When I was at school, September meant a new pencil case.
It sent me rooting in the cupboard under the stairs for whatever scraps of wallpaper my Dad could spare to back my exercise books. Clean pages, white space; new possibilities. For years, working in higher education, I retained that feeling of September newness, of things starting up and the excitement of what might be. Autumn is still like that, even now (though my notebooks, these days, come from Paperchase or Moleskine). For me, it’s the new year; a time of taking stock and reviewing priorities – both in life and in my creative projects. It has to be said, I feel happier starting September with a list.
So it’s appropriate that I should start this blog in September. The ‘white space’ is different – less physical, more ethereal. But there’s still the excitement, the what-might-be, the ‘where will I go next?’ The best way to start something, I’ve realised, is to try and let go of that left brained, list-focused way of thinking and let the story breathe. Let the characters emerge from what I observe around me and whatever half formed images or voices make themselves seen or heard. And, interestingly, that’s where I am at the moment: at the very start of a new project with a cast of characters who don’t exist as characters quite yet but are glimpses or fragments of something that is still part of me – events, memories, desires.
Thing is, I also need the lists. They prepare me.

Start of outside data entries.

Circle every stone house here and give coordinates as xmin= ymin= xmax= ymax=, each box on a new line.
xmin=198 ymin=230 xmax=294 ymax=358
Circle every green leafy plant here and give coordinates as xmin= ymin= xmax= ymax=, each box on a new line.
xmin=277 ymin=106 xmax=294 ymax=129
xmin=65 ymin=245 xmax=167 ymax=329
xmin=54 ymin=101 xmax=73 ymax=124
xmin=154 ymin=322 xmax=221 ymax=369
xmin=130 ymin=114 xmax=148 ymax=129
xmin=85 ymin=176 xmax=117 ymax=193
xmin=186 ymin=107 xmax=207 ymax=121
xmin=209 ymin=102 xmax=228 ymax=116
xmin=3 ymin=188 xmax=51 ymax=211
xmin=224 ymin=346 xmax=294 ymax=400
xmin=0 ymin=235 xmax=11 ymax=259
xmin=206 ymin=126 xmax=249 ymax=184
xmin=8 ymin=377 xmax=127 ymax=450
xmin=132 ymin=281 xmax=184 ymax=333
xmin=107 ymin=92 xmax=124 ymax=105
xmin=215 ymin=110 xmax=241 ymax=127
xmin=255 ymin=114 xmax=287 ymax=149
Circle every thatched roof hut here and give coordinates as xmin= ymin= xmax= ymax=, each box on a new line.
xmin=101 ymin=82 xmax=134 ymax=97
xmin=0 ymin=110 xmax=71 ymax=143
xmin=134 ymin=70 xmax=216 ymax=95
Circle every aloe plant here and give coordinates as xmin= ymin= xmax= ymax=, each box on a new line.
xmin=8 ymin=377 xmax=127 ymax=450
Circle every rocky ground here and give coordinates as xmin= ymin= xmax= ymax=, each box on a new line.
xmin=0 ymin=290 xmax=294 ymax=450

In the end, they create space: the time I allot myself to write, the mental freedom from the minutiae of life, which are important but can be distracting. With a schedule in place I know the time for all that is taken care of, elsewhere. And that means, hopefully, that the white space in the exercise begins to be filled up. With possibility and potential; with the ‘what if?’ that makes writing (and reading) stories so exciting and full of magic.